Natascha Bruce is a Chinese-English translator, currently living in Hong Kong. She grew up in a mish-mash of places, a disproportionate number of them beginning with the letter B (Belfast, Barbados, Bedford, Brussels). To her disappointment, none of these locations had the side effect of causing her to grow up bilingual. Instead, they left her with a slightly inconsistent British accent, the catch-up desire to learn as many languages as possible, and a complex about spending longer than a couple of years in any one place.
It did not occur to Natascha that learning Chinese was a possibility until she was seventeen; before then, it seemed a fact of life that Chinese characters were impossible to understand. She studied at Cambridge, and will always be jealous of the classmate whose “Why Chinese?” story involves being twelve and catching a scrap of paper fluttering down from the sky, which turned out to be contain a line of Chinese poetry. She spent most of her final year translating dark, bloody short stories by 1930s experimentalist Shi Zhecun for her own entertainment, wilfully ignoring the fact that she was supposed writing a thesis about him, instead.
After graduation, she moved to Taipei and worked as international coordinator for a Taiwanese film house, where she had the dubious honour of assisting with the releases of such titles as Sex & Zen 3D and The Twilight Saga. Luckily, she was also able to translate subtitles for some much better, homegrown Taiwanese films, including Starry Starry Night, an adaptation of the graphic novel by Jimmy Liao, and Girlfriend, Boyfriend, the first mainstream film to address both Martial Law and the gay rights movement in Taiwan. Post-Taipei, she balanced subtitle translation with barista shifts and an MA in Human Rights at Utrecht University, in the Netherlands.
In 2015, she was joint-winner of the Bai Meigui translation competition, for translation of a short story by Hong Kong author, Dorothy Tse.
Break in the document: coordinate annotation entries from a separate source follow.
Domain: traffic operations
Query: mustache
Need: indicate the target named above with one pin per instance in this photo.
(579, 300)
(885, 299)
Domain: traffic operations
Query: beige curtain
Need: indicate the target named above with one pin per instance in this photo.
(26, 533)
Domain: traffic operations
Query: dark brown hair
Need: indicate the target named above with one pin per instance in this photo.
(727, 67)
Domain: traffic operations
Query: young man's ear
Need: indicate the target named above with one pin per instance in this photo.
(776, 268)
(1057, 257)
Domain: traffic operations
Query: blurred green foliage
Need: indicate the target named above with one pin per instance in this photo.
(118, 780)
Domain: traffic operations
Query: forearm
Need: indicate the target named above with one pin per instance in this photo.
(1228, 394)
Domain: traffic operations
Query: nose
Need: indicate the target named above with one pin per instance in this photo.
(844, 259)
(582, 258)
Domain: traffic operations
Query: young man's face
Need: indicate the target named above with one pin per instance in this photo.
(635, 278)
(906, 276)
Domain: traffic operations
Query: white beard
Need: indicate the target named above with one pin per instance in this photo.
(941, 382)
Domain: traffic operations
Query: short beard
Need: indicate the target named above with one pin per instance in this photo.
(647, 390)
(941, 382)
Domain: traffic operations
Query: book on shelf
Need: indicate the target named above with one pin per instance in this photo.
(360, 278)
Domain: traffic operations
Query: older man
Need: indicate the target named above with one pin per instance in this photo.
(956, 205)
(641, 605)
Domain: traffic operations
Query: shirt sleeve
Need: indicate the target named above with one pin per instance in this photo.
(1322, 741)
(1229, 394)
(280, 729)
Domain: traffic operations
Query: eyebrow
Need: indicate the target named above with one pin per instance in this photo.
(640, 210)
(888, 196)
This was a personal turning point: it reminded her how much fun it is to spend time inside stories, introduced her to Dorothy’s gripping, unsettling writing, and enabled her to spend a week at the Translate in the City summer school, taught by the excellent Nicky Harman. Since then, she has translated other stories for Dorothy, appearing in The Bellingham Review and BooksActually’s Gold Standard anthology, and worked with Nicky on a co-translation of Snow, a novella by Xu Xiaobin. They also collaborated on the foreword for Nicky’s translation of Crystal Wedding, Xu’s most recent novel.
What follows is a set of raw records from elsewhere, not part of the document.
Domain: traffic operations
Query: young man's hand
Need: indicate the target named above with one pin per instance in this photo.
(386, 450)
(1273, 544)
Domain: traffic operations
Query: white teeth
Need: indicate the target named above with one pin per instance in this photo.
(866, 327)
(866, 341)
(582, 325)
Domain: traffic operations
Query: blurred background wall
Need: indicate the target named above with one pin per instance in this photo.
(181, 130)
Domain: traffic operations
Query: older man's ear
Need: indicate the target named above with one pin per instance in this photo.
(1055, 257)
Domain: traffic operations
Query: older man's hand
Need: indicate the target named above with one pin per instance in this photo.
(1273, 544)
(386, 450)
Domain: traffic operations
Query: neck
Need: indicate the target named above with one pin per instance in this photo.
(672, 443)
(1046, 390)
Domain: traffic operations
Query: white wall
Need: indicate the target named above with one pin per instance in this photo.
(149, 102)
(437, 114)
Natascha has an affection for dark, unsettling writing, especially if it has a surrealist edge, and especially if there’s an animal in an off-kilter role. She also has an ever-growing appreciation for Sinophone writing from outside the Chinese mainland and – for all the above reasons – is very happy to be working on Yeng Pway Ngon’s short stories during her ALTA mentorship. She looks forward to spending the year with fractious middle-aged couples, political activist parrots, and an adventurous ant, among others.